A total of 15 Derbyshire groups have been nominated for the 2024 Award. 

They include Dronfield First Responders, a scheme founded and run by volunteers who give up their spare time 24/7 365 days a year to help the ambulance service respond to 999 calls. Chest pain, difficulty breathing and cardiac arrests continue to be the group’s first priority although it might be called to attend any local medical incident, with the exception of women in labour, across the S18 area.

Group co-ordinator Neil Hayter says: “Keeping this vital community service going relies on sponsorship, donations and fundraising to raise the money needed to buy, maintain and replace the specialised medical equipment required. We are often the first on the scene and what stands us apart is that we are extremely well equipped thanks to all the support we get from the local community. We even have portable shelters in case of attendance at an outdoor emergency; and there are over 40 defibrillators located around the town and surrounding villages.” 

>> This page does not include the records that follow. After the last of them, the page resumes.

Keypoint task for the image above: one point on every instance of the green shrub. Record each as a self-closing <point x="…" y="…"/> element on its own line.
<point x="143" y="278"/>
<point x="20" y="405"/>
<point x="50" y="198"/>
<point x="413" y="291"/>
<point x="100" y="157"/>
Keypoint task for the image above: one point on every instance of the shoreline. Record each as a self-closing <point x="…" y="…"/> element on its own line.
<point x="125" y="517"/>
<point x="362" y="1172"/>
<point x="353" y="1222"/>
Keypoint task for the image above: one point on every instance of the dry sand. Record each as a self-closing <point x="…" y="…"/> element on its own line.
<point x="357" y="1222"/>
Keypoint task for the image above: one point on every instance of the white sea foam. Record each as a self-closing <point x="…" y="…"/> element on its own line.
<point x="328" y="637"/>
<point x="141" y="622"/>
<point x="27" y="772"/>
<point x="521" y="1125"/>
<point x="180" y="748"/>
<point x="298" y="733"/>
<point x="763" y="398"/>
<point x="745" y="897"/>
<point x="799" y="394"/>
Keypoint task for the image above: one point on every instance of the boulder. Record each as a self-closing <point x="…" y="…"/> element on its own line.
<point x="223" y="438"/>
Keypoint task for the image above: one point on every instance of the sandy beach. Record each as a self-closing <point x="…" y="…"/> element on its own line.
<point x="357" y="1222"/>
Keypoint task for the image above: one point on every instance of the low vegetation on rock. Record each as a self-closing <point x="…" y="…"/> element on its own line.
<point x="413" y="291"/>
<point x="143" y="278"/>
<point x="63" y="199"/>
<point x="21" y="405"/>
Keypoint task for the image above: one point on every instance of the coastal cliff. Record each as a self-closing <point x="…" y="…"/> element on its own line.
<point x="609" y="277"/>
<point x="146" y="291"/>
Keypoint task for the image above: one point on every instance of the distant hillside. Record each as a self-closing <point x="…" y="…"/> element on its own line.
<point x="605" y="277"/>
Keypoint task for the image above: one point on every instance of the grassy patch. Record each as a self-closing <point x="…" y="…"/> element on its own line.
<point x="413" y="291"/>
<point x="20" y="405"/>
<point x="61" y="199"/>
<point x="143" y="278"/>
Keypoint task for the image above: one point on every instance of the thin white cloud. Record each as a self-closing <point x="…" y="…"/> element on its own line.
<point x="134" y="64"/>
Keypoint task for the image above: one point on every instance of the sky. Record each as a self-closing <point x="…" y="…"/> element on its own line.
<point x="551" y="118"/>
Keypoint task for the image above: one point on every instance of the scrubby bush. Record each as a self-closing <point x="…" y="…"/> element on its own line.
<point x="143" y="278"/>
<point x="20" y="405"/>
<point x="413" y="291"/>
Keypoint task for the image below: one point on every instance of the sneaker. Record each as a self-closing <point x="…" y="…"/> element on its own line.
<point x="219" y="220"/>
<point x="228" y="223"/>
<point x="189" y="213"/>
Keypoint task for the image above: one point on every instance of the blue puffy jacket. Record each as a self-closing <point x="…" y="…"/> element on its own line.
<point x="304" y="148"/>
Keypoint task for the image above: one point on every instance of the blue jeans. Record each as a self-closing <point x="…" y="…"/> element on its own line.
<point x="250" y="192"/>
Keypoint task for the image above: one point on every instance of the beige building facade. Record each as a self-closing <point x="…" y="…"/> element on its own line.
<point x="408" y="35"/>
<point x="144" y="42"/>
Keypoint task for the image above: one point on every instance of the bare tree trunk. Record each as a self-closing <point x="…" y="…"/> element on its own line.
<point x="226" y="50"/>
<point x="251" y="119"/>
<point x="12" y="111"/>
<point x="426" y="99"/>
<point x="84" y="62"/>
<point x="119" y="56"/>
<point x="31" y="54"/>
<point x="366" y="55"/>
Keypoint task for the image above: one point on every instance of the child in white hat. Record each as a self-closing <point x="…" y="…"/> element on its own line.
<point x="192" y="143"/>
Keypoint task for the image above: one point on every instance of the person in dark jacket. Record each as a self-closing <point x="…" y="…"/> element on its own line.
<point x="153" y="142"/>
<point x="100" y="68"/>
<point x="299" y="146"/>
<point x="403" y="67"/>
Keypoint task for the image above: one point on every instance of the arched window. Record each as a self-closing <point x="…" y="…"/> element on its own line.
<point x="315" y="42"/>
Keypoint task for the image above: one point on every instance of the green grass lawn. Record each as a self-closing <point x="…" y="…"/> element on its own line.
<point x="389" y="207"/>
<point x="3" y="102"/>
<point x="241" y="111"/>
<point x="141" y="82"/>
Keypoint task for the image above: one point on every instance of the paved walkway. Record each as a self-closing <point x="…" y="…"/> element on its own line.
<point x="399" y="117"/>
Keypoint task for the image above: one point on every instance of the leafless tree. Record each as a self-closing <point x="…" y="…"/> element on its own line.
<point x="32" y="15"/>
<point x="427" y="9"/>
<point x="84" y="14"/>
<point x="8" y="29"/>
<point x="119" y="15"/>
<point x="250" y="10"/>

“The coaches and volunteers who run the club help so many people to achieve a level of the impossible. I couldn’t think of anyone more deserving of this award.”

Another worthy nominee this year is Pleasley Canoe Club, a kayaking and outdoor activity club based at Tapton Lock, providing fun, health, sporting and social activities for anyone of any age. Co-founder Dale Smith says: “We don’t just paddle on the canal, we do crazy things on waterfalls and white-water rafting! We’ve been involved in all sorts over the last 30 years – not just in teaching people to kayak and reach Olympic standard but in hosting Belarusian children suffering leukaemia, acting as the safety boat for films and being included in the footage to promote BBC Children in Need. All that said, our nomination was a total surprise and we’ve been blown away by it!”

The club’s nomination came from Nukshi Velebny, who has been supported by the club in overcoming a fear of water brought on by two incidents of near drowning in her younger days. She explains why she considered the club so worthy: “The coaches and volunteers who run the club help so many people to achieve a level of the impossible. I couldn’t think of anyone more deserving of this award.”

If there is a volunteer group close to your heart, you have until September 15 to nominate them for the 2025 awards. The 2024 award winners will be announced in November.